The team also proposed possible explanations for how the disease develops after analyzing the affected enzymes in cell cultures.

“The scale on which we carried out this study would not have been possible without the innovations of our doctoral students,” explains Beuning. “Their very dedicated efforts made it possible to obtain the enzyme and study its mutations in the laboratory to determine the effects of the mutations at the molecular level.”

The results show that μ4 measurement can complement existing bioinformatics tools to predict how mutations affect enzyme activity.

Next steps and ongoing research questions

Ondrechen says research has already revealed some reasons why certain mutations directly impair the enzyme’s ability to speed up chemical reactions. The next challenge is to understand why other mutations, which do not directly affect catalysis, nevertheless lead to diseases.
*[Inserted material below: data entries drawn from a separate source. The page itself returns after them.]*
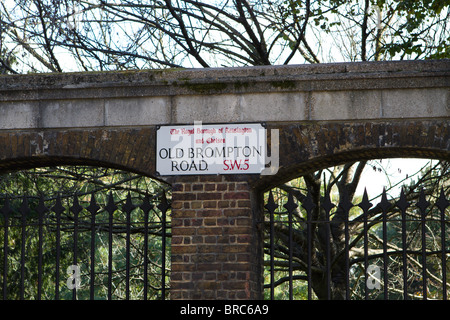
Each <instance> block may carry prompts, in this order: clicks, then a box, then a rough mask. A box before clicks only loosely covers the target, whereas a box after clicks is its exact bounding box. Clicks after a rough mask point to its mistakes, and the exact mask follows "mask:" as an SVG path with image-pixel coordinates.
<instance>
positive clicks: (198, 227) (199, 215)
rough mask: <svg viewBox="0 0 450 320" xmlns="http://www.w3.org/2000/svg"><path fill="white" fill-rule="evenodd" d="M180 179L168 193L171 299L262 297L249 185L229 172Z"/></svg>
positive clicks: (256, 238)
mask: <svg viewBox="0 0 450 320" xmlns="http://www.w3.org/2000/svg"><path fill="white" fill-rule="evenodd" d="M179 180H181V181H179V182H176V183H175V184H174V188H173V193H172V201H173V203H174V204H175V207H173V209H172V228H173V229H172V234H173V235H172V274H173V276H172V279H171V299H255V298H260V297H259V296H258V295H259V294H260V292H259V290H255V289H257V288H258V285H260V280H261V279H260V278H259V275H258V274H253V273H254V272H255V270H259V268H257V267H256V266H253V265H254V264H257V263H260V262H259V261H257V259H255V257H257V256H260V255H257V254H252V251H254V248H255V241H257V238H258V235H257V233H256V232H257V231H256V230H255V228H254V223H253V221H254V217H253V211H252V206H251V203H252V202H251V191H250V188H249V185H248V184H247V183H245V182H237V181H233V180H229V178H228V177H227V176H203V177H196V178H193V177H189V178H187V179H185V180H183V179H179ZM178 202H182V203H183V205H178V204H177V203H178ZM194 225H195V228H194V227H193V226H194ZM256 246H257V245H256Z"/></svg>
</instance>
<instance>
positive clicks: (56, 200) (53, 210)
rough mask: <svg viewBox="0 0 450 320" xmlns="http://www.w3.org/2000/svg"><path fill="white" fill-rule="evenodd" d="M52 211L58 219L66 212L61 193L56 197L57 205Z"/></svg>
mask: <svg viewBox="0 0 450 320" xmlns="http://www.w3.org/2000/svg"><path fill="white" fill-rule="evenodd" d="M51 209H52V211H53V212H54V213H55V214H56V216H57V217H59V216H60V215H61V213H63V212H64V207H63V205H62V203H61V196H60V195H59V193H58V195H57V196H56V202H55V205H54V206H53V207H52V208H51Z"/></svg>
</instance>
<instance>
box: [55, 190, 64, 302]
mask: <svg viewBox="0 0 450 320" xmlns="http://www.w3.org/2000/svg"><path fill="white" fill-rule="evenodd" d="M52 210H53V212H54V213H55V215H56V239H55V240H56V261H55V300H59V282H60V277H59V271H60V259H61V214H62V213H63V212H64V207H63V206H62V204H61V197H60V196H59V194H58V196H57V198H56V203H55V205H54V206H53V207H52Z"/></svg>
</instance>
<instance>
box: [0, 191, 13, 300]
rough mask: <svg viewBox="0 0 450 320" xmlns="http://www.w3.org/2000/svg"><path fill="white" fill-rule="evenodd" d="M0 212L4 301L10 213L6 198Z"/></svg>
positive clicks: (3, 296)
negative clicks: (3, 218)
mask: <svg viewBox="0 0 450 320" xmlns="http://www.w3.org/2000/svg"><path fill="white" fill-rule="evenodd" d="M0 212H1V213H2V214H3V217H4V220H3V221H4V229H5V230H4V237H3V299H4V300H6V297H7V296H8V286H7V281H6V279H7V276H8V236H9V216H10V214H11V213H12V210H11V208H10V207H9V199H8V197H7V198H6V200H5V204H4V206H3V208H1V209H0Z"/></svg>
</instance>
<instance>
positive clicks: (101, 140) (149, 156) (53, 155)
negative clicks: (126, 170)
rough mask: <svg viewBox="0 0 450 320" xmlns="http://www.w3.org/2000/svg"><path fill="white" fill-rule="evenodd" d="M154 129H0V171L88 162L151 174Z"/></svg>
mask: <svg viewBox="0 0 450 320" xmlns="http://www.w3.org/2000/svg"><path fill="white" fill-rule="evenodd" d="M154 141H155V128H153V127H150V128H148V127H147V128H132V129H125V128H122V129H117V128H116V129H105V128H102V129H96V128H92V129H78V130H77V129H73V130H45V131H9V132H8V131H5V132H0V173H2V172H7V171H12V170H21V169H28V168H33V167H41V166H51V165H90V166H104V167H111V168H118V169H123V170H128V171H131V172H135V173H140V174H143V175H146V176H149V177H151V178H153V179H156V180H160V179H159V177H157V175H156V174H155V160H154V159H155V157H154V152H155V148H154Z"/></svg>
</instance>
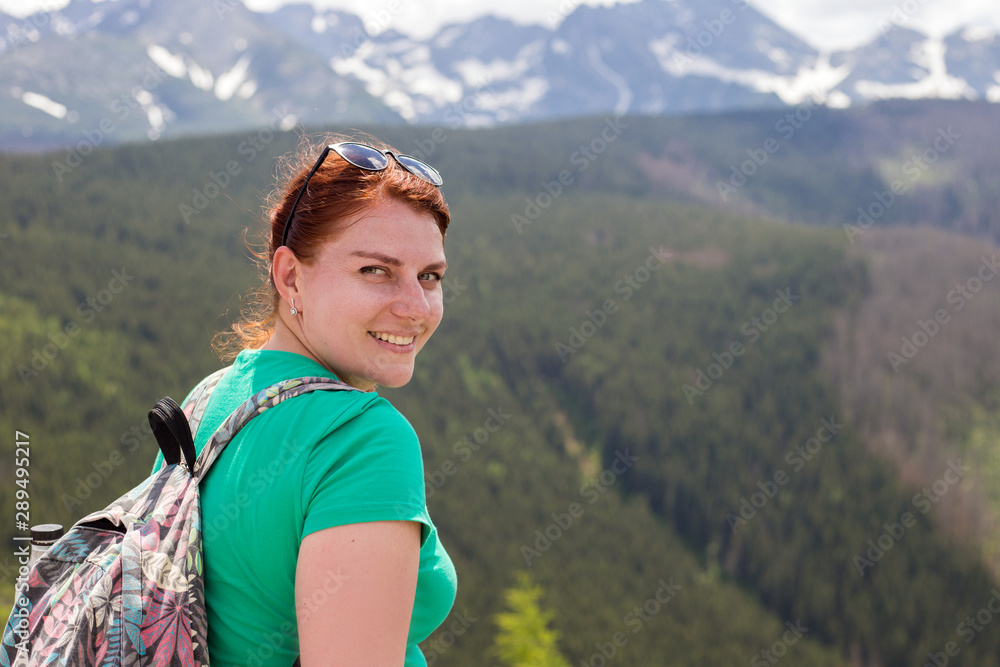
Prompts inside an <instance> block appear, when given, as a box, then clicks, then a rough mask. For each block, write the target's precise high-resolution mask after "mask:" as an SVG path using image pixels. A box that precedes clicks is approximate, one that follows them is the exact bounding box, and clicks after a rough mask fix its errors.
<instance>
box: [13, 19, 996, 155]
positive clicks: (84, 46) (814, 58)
mask: <svg viewBox="0 0 1000 667" xmlns="http://www.w3.org/2000/svg"><path fill="white" fill-rule="evenodd" d="M393 6H394V5H392V4H390V5H388V7H389V8H388V9H385V10H383V11H382V12H381V14H379V13H375V14H373V15H371V16H369V17H366V19H365V20H362V19H361V18H359V17H357V16H354V15H351V14H348V13H345V12H340V11H334V10H322V11H320V10H316V9H314V8H313V7H312V6H310V5H306V4H289V5H285V6H283V7H282V8H280V9H279V10H278V11H275V12H273V13H262V12H254V11H251V10H250V9H247V8H246V7H245V6H244V5H243V4H242V3H240V2H238V0H219V1H217V2H214V3H205V2H197V1H196V0H178V1H176V2H170V3H167V2H151V1H150V0H117V1H115V2H101V3H93V2H91V0H73V1H72V2H70V4H69V5H68V6H67V7H66V8H64V9H62V10H60V11H57V12H54V13H51V14H37V15H35V16H34V17H28V18H25V19H15V18H14V17H11V16H7V15H4V14H2V13H0V35H2V36H3V39H0V149H4V150H37V149H43V148H46V147H53V146H61V145H68V144H72V143H76V142H78V141H80V140H81V138H83V139H84V140H85V141H89V142H91V143H95V144H96V143H105V142H108V143H113V142H122V141H136V140H149V139H153V140H155V139H159V138H161V137H171V136H183V135H191V134H196V135H201V134H211V133H213V132H217V131H220V130H223V129H225V130H233V129H241V128H256V127H261V126H265V125H270V126H271V127H272V129H287V128H289V127H291V126H293V125H295V124H297V123H300V122H301V123H304V124H305V125H308V126H315V125H333V124H338V125H357V124H360V123H371V122H377V123H411V124H430V125H443V126H445V127H451V128H457V127H460V126H462V127H481V126H491V125H496V124H507V123H518V122H527V121H543V120H548V119H555V118H565V117H574V116H589V115H611V114H613V115H625V114H629V115H636V114H640V115H676V114H690V113H703V112H713V113H714V112H724V111H730V110H735V109H759V108H777V107H781V106H783V105H799V104H803V103H812V102H816V103H822V104H825V105H827V106H830V107H838V108H839V107H847V106H854V105H863V104H866V103H869V102H872V101H875V100H881V99H886V98H896V97H902V98H947V99H977V100H986V101H990V102H1000V37H998V35H997V34H996V33H995V32H993V31H984V30H982V29H973V28H967V29H962V30H958V31H956V32H954V33H953V34H951V35H949V36H947V37H946V38H944V39H933V38H928V37H926V36H924V35H921V34H920V33H917V32H914V31H912V30H908V29H906V28H903V27H900V26H899V25H897V24H892V23H887V24H886V25H885V26H884V27H883V30H882V32H881V34H880V36H879V37H878V38H877V39H876V40H874V41H873V42H872V43H870V44H868V45H865V46H862V47H860V48H857V49H854V50H850V51H842V52H837V53H829V54H826V53H820V52H819V51H818V50H817V49H815V48H814V47H812V46H810V45H809V44H807V43H806V42H804V41H802V40H801V39H799V38H798V37H796V36H795V35H793V34H791V33H789V32H788V31H786V30H785V29H783V28H782V27H780V26H779V25H777V24H776V23H774V22H773V21H772V20H771V19H769V18H767V17H766V16H764V15H763V14H761V13H760V12H758V11H757V10H755V9H754V8H753V7H751V6H749V5H747V4H745V3H743V2H742V1H740V0H707V1H705V2H694V1H693V0H677V1H675V2H665V1H663V0H643V1H642V2H637V3H634V4H625V5H616V6H613V7H589V6H573V5H572V4H569V3H562V4H561V5H557V6H555V5H554V7H555V8H556V11H553V12H552V15H551V17H550V23H549V25H546V26H537V25H535V26H524V25H518V24H515V23H512V22H510V21H507V20H504V19H498V18H495V17H483V18H480V19H476V20H474V21H471V22H468V23H458V24H452V25H448V26H445V27H443V28H442V29H441V30H440V31H438V32H437V34H435V35H433V36H432V37H430V38H427V39H418V38H414V37H410V36H407V35H404V34H401V33H399V32H397V31H395V30H393V29H391V26H392V23H393V15H392V13H391V8H392V7H393ZM559 7H562V8H564V10H565V11H563V10H559V9H558V8H559Z"/></svg>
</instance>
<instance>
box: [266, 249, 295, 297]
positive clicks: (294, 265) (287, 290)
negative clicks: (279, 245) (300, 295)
mask: <svg viewBox="0 0 1000 667" xmlns="http://www.w3.org/2000/svg"><path fill="white" fill-rule="evenodd" d="M300 267H301V262H299V258H298V257H296V256H295V253H293V252H292V251H291V250H290V249H289V247H288V246H281V247H280V248H278V249H277V250H275V251H274V257H273V258H272V260H271V277H272V278H273V279H274V286H275V288H276V289H277V290H278V294H279V295H280V296H281V298H282V299H284V300H285V301H287V302H289V303H291V302H292V300H293V299H294V300H298V301H299V302H301V299H299V287H298V283H299V277H300V276H301V272H300Z"/></svg>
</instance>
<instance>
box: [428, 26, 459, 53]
mask: <svg viewBox="0 0 1000 667" xmlns="http://www.w3.org/2000/svg"><path fill="white" fill-rule="evenodd" d="M464 33H465V26H459V25H457V26H454V27H452V28H445V29H444V30H442V31H441V32H440V33H438V36H437V37H436V38H435V39H434V46H436V47H437V48H439V49H447V48H448V47H450V46H451V45H452V44H454V43H455V40H456V39H458V38H459V37H461V36H462V35H463V34H464Z"/></svg>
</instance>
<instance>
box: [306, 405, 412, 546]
mask: <svg viewBox="0 0 1000 667" xmlns="http://www.w3.org/2000/svg"><path fill="white" fill-rule="evenodd" d="M302 507H303V508H304V511H305V521H304V524H303V529H302V538H305V536H306V535H309V534H311V533H314V532H316V531H318V530H323V529H325V528H332V527H334V526H341V525H347V524H352V523H366V522H371V521H417V522H420V523H421V524H423V529H422V536H421V545H423V543H424V541H426V539H427V536H428V534H429V532H430V529H431V527H432V524H431V520H430V517H429V515H428V513H427V504H426V497H425V492H424V469H423V460H422V458H421V453H420V443H419V441H418V440H417V435H416V433H415V432H414V430H413V427H412V426H410V423H409V422H408V421H407V420H406V418H405V417H403V415H401V414H400V413H399V412H398V411H397V410H396V409H395V408H394V407H392V405H391V404H389V402H388V401H386V400H385V399H384V398H378V399H376V400H374V401H371V402H370V403H368V404H367V405H366V406H365V407H364V408H363V409H362V410H361V411H360V412H359V413H358V414H357V415H356V416H354V417H353V418H351V419H349V420H347V421H346V422H343V423H341V424H340V425H339V426H338V427H337V428H335V429H332V430H331V431H330V432H328V433H327V434H326V436H325V437H323V438H322V439H320V440H319V441H318V442H316V444H315V445H314V446H313V448H312V450H311V452H310V453H309V457H308V459H307V461H306V465H305V469H304V471H303V484H302Z"/></svg>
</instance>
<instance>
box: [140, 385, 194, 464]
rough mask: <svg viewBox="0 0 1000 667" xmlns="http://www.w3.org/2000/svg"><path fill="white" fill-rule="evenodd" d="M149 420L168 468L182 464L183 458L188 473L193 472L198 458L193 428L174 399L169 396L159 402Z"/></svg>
mask: <svg viewBox="0 0 1000 667" xmlns="http://www.w3.org/2000/svg"><path fill="white" fill-rule="evenodd" d="M148 419H149V425H150V426H151V427H152V428H153V435H154V436H155V437H156V444H158V445H159V446H160V451H161V452H163V460H164V462H165V463H166V464H167V465H168V466H169V465H173V464H175V463H180V461H181V456H183V457H184V465H185V466H187V469H188V471H193V470H194V464H195V458H196V457H195V451H194V438H192V437H191V428H190V427H189V426H188V421H187V417H185V416H184V411H183V410H181V408H180V406H179V405H177V403H176V402H175V401H174V399H172V398H170V397H169V396H167V397H166V398H161V399H160V400H159V401H157V402H156V405H154V406H153V409H152V410H150V411H149V415H148Z"/></svg>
“That’s the hardest question, and that’s what we’re studying now,” she says.

There are many possible explanations, Beuning says, from how much protein the cell produces to its interactions with other proteins in the pathway.

“We are currently working to understand these other factors contributing to enzyme activity to determine how these different mutations affect activity, which, of course, could be different factors for the different mutations,” she says.

This story is republished courtesy of Northeastern Global News news.northeastern.edu.